Id. at 213. At the motion to dismiss stage, the plaintiffs made this claim without much
evidentiary support, apart from demographic information about the racial composition of
the District’s various neighborhoods, alongside assertions — supported by declarations
— that some former La Casa residents had been displaced to shelters located in areas
with high concentrations of minority residents. See id. at 213-14. Although these factual
allegations were sufficient to withstand a motion to dismiss for failure to state a claim,
the Court warned the plaintiffs that “[w]ith respect to any segregative effect theory,
proving the displacement of homeless persons will not suffice; rather, the plaintiffs will
need to demonstrate that the closure of La Casa had a measurable impact on the racial
composition of the city’s wards or neighborhoods.” Id. at 214.

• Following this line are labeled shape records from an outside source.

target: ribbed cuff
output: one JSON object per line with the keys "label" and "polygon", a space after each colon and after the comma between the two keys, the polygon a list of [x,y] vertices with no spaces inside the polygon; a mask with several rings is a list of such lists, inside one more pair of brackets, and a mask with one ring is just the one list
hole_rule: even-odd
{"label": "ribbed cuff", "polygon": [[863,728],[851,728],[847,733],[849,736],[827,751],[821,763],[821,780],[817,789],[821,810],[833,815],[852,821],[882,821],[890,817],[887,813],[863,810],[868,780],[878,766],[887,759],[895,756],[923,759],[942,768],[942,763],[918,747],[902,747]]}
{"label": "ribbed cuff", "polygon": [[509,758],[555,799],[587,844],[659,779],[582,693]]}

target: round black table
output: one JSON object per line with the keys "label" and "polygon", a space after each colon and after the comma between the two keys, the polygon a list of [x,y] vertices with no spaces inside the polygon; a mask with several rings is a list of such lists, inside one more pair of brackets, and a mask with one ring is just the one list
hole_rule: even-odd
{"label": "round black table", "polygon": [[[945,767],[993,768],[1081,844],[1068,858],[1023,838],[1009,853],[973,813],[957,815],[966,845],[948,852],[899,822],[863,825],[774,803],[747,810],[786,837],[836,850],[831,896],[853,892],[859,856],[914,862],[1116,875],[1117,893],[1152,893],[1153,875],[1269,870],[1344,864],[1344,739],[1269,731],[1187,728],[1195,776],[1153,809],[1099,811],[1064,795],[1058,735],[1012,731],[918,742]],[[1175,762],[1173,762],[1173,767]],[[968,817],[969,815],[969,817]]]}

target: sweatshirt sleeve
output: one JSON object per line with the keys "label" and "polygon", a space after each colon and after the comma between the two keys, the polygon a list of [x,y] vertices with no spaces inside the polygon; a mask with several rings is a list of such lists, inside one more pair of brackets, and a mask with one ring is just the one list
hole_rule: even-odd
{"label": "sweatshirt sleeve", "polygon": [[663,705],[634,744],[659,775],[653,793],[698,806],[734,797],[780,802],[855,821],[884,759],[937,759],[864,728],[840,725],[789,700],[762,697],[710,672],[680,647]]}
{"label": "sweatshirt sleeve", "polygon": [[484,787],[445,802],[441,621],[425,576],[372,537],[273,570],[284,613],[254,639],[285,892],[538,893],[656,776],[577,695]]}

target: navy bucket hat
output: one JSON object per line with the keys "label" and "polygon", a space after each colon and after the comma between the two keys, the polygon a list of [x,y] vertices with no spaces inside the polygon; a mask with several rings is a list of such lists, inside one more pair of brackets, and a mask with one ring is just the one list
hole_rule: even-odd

As the District points out in its motion for summary judgment, however,
the plaintiffs have failed to produce evidence on which a reasonable jury could make
such a finding of measurable impact. MSJ at 15. The plaintiffs continue to rely primarily
on the bare fact that La Casa was closed, and that the remaining low-barrier shelters for
homeless men are located in predominantly minority areas. See Opp. at 5-9; Pls. Exh. 5
[Dkt. No. 84-1]. Although the Court considered this scenario sufficient to state a
plausible claim for segregative effect under a motion to dismiss standard, summary
judgment should be granted if the plaintiffs’ evidence is “merely colorable” or “not
16
significantly probative,” as is the case here. See Anderson v. Liberty Lobby, Inc., 477
U.S. at 249-50.
To be sure, the plaintiffs argue that La Casa’s closure took place within a
broader context of “displacement across the city,” Opp. at 7, which includes the District’s
closure of the Franklin School Shelter in 2008, the District’s placement of homeless
persons in Permanent Supportive Housing apartments located in predominantly minority
areas, as well as the shifting demographics of the city. See id. at 5-11; Pls.’ Exh. 5 [Dkt.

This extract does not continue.